With snowy sidewalks, all bets are off.
Sidewalks are cleared by the residents of the houses that face them, and not all of those residents are imagining a stroller passing through. Handicap ramps from the sidewalk to the street at each corner often only reveal a shoveled path wide enough for the narrowest feet. Hoisting a stroller -- and its 30-plus-pounds of cargo -- over the snowbank there is not an option. When it snows, I am left without the ability to push Sammi to school in the stroller. What's a city mom to do?
- Thank heavens for the soft carrier made by CatBirdBaby. I have about five pounds of leeway before Sammi gets too big for it, and I hope by then she'll be able to walk. When the snow is too deep for the stroller but not deep enough yet for option #2 (below), I strap Sammi to my back in this carrier, and we stomp off to school. That's her in there on a hike last summer -- imagine this but with both of us in heavy winter coats, hats, mittens, and her in snowpants and boots.

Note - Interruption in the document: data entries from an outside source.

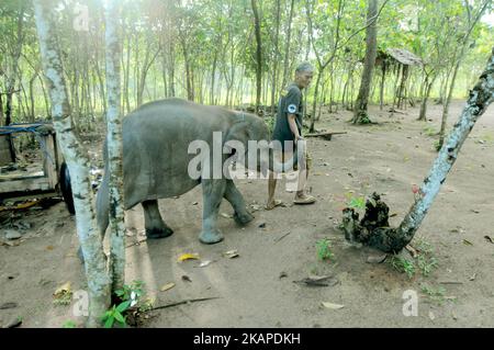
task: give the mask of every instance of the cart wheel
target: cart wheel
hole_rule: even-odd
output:
[[[74,208],[72,188],[70,187],[70,173],[65,161],[60,167],[60,190],[67,210],[70,214],[76,214],[76,210]]]

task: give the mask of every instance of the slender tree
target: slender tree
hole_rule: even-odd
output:
[[[106,45],[106,97],[108,97],[108,169],[110,176],[110,229],[111,252],[110,273],[112,290],[121,290],[125,276],[125,224],[123,196],[123,165],[122,165],[122,113],[121,113],[121,82],[120,63],[121,46],[119,19],[121,7],[119,0],[106,1],[105,5],[105,45]],[[143,78],[145,79],[145,78]]]
[[[262,42],[260,34],[260,19],[257,10],[257,0],[251,0],[254,12],[254,27],[256,32],[256,113],[259,113],[262,89]]]
[[[37,35],[46,84],[52,100],[52,115],[57,138],[70,171],[76,226],[86,260],[89,290],[89,327],[100,325],[100,317],[110,305],[110,278],[100,233],[96,223],[94,197],[89,180],[89,157],[74,132],[70,106],[57,44],[55,3],[34,0]]]
[[[359,95],[355,102],[353,124],[369,124],[371,121],[368,115],[369,91],[372,82],[372,71],[378,55],[378,24],[373,19],[378,14],[378,0],[369,0],[367,11],[367,37],[366,37],[366,58],[363,63],[362,79],[360,81]]]
[[[454,124],[447,142],[424,179],[417,192],[417,199],[397,228],[385,227],[389,208],[378,196],[368,201],[363,219],[352,208],[344,210],[344,232],[347,239],[357,240],[386,252],[402,250],[413,238],[434,199],[439,193],[441,184],[458,158],[461,146],[469,136],[479,117],[494,101],[494,47],[484,71],[478,83],[470,91],[470,97]]]

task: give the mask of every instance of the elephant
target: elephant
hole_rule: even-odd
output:
[[[199,184],[202,187],[203,196],[202,230],[199,235],[201,242],[216,244],[223,240],[223,234],[216,223],[222,199],[232,204],[234,218],[238,224],[246,225],[254,218],[232,179],[223,174],[220,178],[204,177],[204,169],[201,169],[203,172],[199,178],[193,178],[188,172],[194,158],[194,155],[189,154],[189,145],[201,140],[213,146],[213,132],[222,133],[221,143],[231,150],[229,154],[222,155],[223,161],[238,151],[226,147],[232,144],[228,142],[235,140],[244,145],[245,165],[249,165],[249,140],[269,142],[268,127],[257,115],[181,99],[165,99],[143,104],[123,118],[124,210],[142,204],[148,239],[168,237],[173,233],[159,213],[158,199],[179,196]],[[284,162],[278,161],[268,143],[262,147],[268,149],[260,151],[261,156],[252,170],[269,168],[282,172],[296,162],[296,157]],[[105,149],[106,146],[103,150],[105,171],[97,195],[97,219],[102,235],[109,225],[110,207]]]

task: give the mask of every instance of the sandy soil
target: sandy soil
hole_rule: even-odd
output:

- Remember that sled you pulled up the hill hundreds of times as a kid, only to throw yourself onto it on your belly and slide down again? The big plastic one with the rope tied to the front? That's Sammi's chariot when the snow is so deep that I can't bear to trudge through it with 30 pounds on my back. She has learned to grip the sides tightly as I drag her over unshoveled sidewalks, across snowy yards and even -- scraping the bottom as we go -- across one busy intersection, depending on the mercy of motorists seeing a five-foot-tall woman in snow gear pulling a very overstuffed preschooler in a red sled.